US lawmakers mull pipeline security agency

The heads of US congressional committees on energy said November 30 a new entity should be created to address the reliability of the nation’s pipelines.

A subcommittee of the House Energy and Commerce Committee scheduled a hearing for December 7 to consider legislation that would enhance pipeline reliability.

A ransomware attack in May shut down the Colonial fuels pipeline, which meets about half of the demand for refined products on the eastern US seaboard. A February winter storm that brought freezing temperatures to Texas, meanwhile, idled large parts of the regional energy sector, from well heads to wind turbines.

House committee chairman Frank Pallone, Jr, a Democrat representing New Jersey, and subcommittee chairman Bobby Rush, a Democrat serving constituents in Illinois, said in a joint statement that ensuring pipeline security and reliability is “both necessary and urgent.”

“It’s time we face this challenge head-on and consider legislation to create a new entity charged with developing enforceable pipeline reliability standards, including cybersecurity, just as we have long had for the electric sector,” they said.

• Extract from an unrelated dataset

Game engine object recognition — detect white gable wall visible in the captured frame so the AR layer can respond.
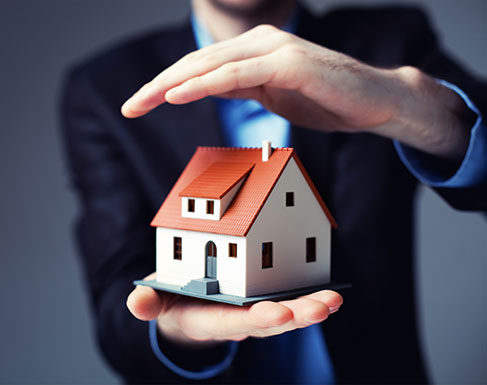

The US Department of Homeland Security issued mandates in July for pipeline owners and operators on cybersecurity. Through a new directive, they were called on to take specific mitigation measures against cybersecurity threats, develop recovery plans and perform regular cybersecurity reviews.

The operating company behind the Colonial pipeline brought the network back on line after paying a hefty ransom. A Russian-language group dubbed DarkSide took credit for the ransomware attack, prompting the federal government to form an emergency inter-agency task force to examine the issue

Meanwhile, three measures, HR 3119, 2931, and 2928, already passed through the House of Representatives. Broadly speaking, the measures would give the Department of Energy (DoE) more tools to address energy emergencies and cybersecurity threats.

From the private sector, cybersecurity company Dragos in September teamed with the Oil and Natural Gas Information Sharing and Analysis Center (ONG-ISAC) “to strengthen security and community-wide visibility for industrial cybersecurity.”